She's finally settling down, oh and that's an easy walk harness it makes walking with her a peice of cake!








Oh yes, she's also getting veerry wrinkley, her eyes are droopy now!


----------



## Equinox

Awww, Hallie has such expressive eyes! Actually, she just has an expressive face in general, she's getting to be quite the looker ;D And look at Daisy - she's grown up! Lexie looks so huggable, and is Peanut wearing something? 

Some good news I've got to share - pregnancy has been confirmed! How do I know? The website changed the due date from the 23rd to the 25th (not good news, but oh well!). Jennifer didn't reply to my e-mail, but I've this suspicion that it's actually a problem with my e-mail/laptop. For some reason, these past months my e-mails aren't sending a lot of the times, which sucks because I think I e-mailed my teacher an assignment and it turns out I didn't.

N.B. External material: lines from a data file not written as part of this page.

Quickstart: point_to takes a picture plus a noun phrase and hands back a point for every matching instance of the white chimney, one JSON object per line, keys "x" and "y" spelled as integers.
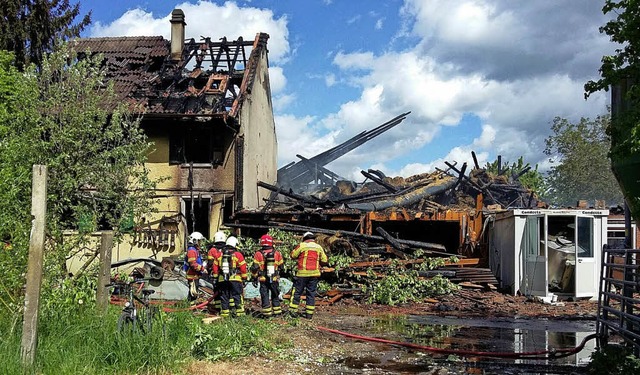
{"x": 177, "y": 34}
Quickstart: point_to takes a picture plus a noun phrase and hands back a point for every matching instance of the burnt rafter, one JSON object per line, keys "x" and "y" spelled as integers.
{"x": 210, "y": 78}
{"x": 297, "y": 174}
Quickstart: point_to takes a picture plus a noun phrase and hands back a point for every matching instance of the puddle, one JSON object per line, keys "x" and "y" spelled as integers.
{"x": 498, "y": 335}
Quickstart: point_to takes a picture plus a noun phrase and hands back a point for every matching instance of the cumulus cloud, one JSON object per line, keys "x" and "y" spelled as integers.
{"x": 510, "y": 67}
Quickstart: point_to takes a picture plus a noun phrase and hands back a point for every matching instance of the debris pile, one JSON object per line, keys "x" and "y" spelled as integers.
{"x": 390, "y": 219}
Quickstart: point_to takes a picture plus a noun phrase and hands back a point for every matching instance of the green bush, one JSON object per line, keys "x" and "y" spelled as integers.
{"x": 614, "y": 359}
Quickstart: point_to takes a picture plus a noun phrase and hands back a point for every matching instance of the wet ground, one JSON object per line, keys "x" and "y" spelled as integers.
{"x": 473, "y": 322}
{"x": 460, "y": 339}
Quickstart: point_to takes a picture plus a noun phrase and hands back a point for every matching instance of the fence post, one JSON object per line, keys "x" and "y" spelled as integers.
{"x": 104, "y": 277}
{"x": 34, "y": 267}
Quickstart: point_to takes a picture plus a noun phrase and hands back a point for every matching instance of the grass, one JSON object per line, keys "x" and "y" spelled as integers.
{"x": 80, "y": 341}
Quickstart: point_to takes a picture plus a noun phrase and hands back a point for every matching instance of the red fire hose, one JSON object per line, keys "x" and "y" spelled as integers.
{"x": 543, "y": 354}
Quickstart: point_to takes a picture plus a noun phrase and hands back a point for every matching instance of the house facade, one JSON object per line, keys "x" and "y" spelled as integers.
{"x": 206, "y": 107}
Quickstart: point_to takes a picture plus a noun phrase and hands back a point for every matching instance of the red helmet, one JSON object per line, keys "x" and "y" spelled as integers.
{"x": 266, "y": 240}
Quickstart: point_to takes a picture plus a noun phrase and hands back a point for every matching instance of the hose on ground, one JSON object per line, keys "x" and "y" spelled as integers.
{"x": 542, "y": 354}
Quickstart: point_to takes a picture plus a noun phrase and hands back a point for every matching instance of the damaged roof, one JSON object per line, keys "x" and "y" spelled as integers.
{"x": 212, "y": 78}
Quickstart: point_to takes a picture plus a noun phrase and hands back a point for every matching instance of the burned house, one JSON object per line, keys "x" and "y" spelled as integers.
{"x": 206, "y": 106}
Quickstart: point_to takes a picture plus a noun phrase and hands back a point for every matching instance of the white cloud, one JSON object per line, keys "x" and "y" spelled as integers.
{"x": 298, "y": 136}
{"x": 281, "y": 102}
{"x": 354, "y": 19}
{"x": 330, "y": 79}
{"x": 277, "y": 80}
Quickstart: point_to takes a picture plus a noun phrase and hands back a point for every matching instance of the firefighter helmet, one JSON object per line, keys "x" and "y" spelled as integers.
{"x": 232, "y": 241}
{"x": 266, "y": 241}
{"x": 219, "y": 236}
{"x": 195, "y": 237}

I think I'll give her a call on Monday to check up on how things are going.

Well, I went to PetSmart today, and there was an adoption event. Don't even ask me how I got away without bringing one home. I got my heart broken more than once when I was looking at the dogs. ESPECIALLY because there were PUPPIES! Adorable, fluffy, tiny, wiggly, 3 month old puppies!!! Oh I couldn't believe it. It was torture and heaven xD They were the sweetest looking babies with all sorts of diferent coat patterns. There were like 8-10 of them, and they came from different dads though they were all from one litter. A black pink-collared girl made me fall in love, she was such a beautiful girl. The mom of the litter had been a stray Pit Bull.

I also fell in love with a brindle Pit Bull who wouldn't stop giving me kisses. She was such a big sweetie and kept trying to snuggle. No surprise that several people who came earlier already applied for her. No idea who would want to give her up.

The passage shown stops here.